What is a Recession, Really?

May 11, 2018 | BEGINNER, INVESTING 101

By now you’ve probably heard the term “recession” thrown around a lot.

While the overall U.S. economy has been relatively stable the last few years, and we’ve recently seen a very long-running bull-market, the media is abuzz with conversations on the current market correction and the possibility of a recession.

But you may be wondering, just what is a recession, really?

The term “recession” refers to a significant decline in economic activity lasting more than just a few months – typically two consecutive quarters or more.

A correction is the same thing, just lasting a shorter amount of time, and usually not quite as significant.

Recession can be brought on slowly because of a build-up of small events, or it can be triggered by one event – a crisis.

The last big recession was at the end of the last decade. The 2008/2009 financial crisis affected the global economy, not just the U.S. Since then, we’ve seen a relatively stable economy.

Recent political and economic tensions, however, have some experts concerned another recession may be on the horizon.

Others disagree, citing the low unemployment rates and rising home costs and interest rates as evidence against a recession.

The question really isn’t IF though, it’s WHEN.
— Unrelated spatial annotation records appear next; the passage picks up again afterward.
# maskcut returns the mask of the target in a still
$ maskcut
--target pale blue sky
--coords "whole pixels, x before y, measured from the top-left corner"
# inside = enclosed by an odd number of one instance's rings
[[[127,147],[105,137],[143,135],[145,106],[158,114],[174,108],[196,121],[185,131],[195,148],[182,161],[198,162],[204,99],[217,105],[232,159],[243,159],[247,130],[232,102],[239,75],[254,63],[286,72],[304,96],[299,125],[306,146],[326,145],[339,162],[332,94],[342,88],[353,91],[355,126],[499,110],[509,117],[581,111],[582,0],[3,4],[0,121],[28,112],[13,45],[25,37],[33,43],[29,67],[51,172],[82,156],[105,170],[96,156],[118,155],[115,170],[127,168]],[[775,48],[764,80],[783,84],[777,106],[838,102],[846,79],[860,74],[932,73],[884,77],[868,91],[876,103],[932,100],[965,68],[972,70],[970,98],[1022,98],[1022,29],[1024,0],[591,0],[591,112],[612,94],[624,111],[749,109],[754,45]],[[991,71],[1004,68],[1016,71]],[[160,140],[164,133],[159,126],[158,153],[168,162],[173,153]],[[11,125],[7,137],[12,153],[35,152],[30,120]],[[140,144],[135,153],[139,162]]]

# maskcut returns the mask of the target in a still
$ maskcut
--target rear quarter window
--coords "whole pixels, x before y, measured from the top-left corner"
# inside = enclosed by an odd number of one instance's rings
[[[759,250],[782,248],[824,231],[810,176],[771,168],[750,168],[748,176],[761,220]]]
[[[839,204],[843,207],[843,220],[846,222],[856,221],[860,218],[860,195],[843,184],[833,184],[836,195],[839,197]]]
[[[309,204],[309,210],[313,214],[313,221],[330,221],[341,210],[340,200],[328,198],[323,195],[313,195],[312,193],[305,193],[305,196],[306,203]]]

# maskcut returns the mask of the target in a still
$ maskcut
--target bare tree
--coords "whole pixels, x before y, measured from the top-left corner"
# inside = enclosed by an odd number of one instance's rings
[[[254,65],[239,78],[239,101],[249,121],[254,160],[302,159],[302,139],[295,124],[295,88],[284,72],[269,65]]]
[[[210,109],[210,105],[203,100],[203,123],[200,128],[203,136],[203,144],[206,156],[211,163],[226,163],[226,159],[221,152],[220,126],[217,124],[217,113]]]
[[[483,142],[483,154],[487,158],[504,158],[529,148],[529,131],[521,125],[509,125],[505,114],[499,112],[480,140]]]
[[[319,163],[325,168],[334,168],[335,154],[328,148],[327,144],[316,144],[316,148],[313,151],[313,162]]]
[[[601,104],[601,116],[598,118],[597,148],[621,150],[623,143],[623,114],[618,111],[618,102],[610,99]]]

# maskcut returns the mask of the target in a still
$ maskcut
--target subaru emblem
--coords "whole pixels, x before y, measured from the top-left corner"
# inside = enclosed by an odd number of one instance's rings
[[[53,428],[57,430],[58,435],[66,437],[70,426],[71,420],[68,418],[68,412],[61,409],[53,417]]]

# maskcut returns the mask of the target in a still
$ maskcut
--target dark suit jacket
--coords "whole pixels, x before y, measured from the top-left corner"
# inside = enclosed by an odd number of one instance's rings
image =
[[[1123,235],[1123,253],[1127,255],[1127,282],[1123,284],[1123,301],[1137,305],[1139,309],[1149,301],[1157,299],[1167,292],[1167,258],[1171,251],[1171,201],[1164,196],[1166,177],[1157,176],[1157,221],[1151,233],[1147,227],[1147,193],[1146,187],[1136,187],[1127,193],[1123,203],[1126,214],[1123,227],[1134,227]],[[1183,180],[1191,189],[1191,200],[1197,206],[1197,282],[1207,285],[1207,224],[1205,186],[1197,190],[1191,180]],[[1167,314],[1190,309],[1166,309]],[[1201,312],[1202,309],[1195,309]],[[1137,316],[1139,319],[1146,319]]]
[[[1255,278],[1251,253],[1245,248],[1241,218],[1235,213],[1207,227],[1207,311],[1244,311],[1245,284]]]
Recessions are a natural part of a moving economy. And the effects of even a short recession can last long after the economy turns. The good news is that while periods of recession are inevitable so are periods of prosperity and growth.

Recessions also provide an opportunity for investors to buy stock at lower prices. If you think a stock will recover after the economy improves, recession is the best time to buy. The prices will be low and, if you’re right, you’ll be set to make impressive gains.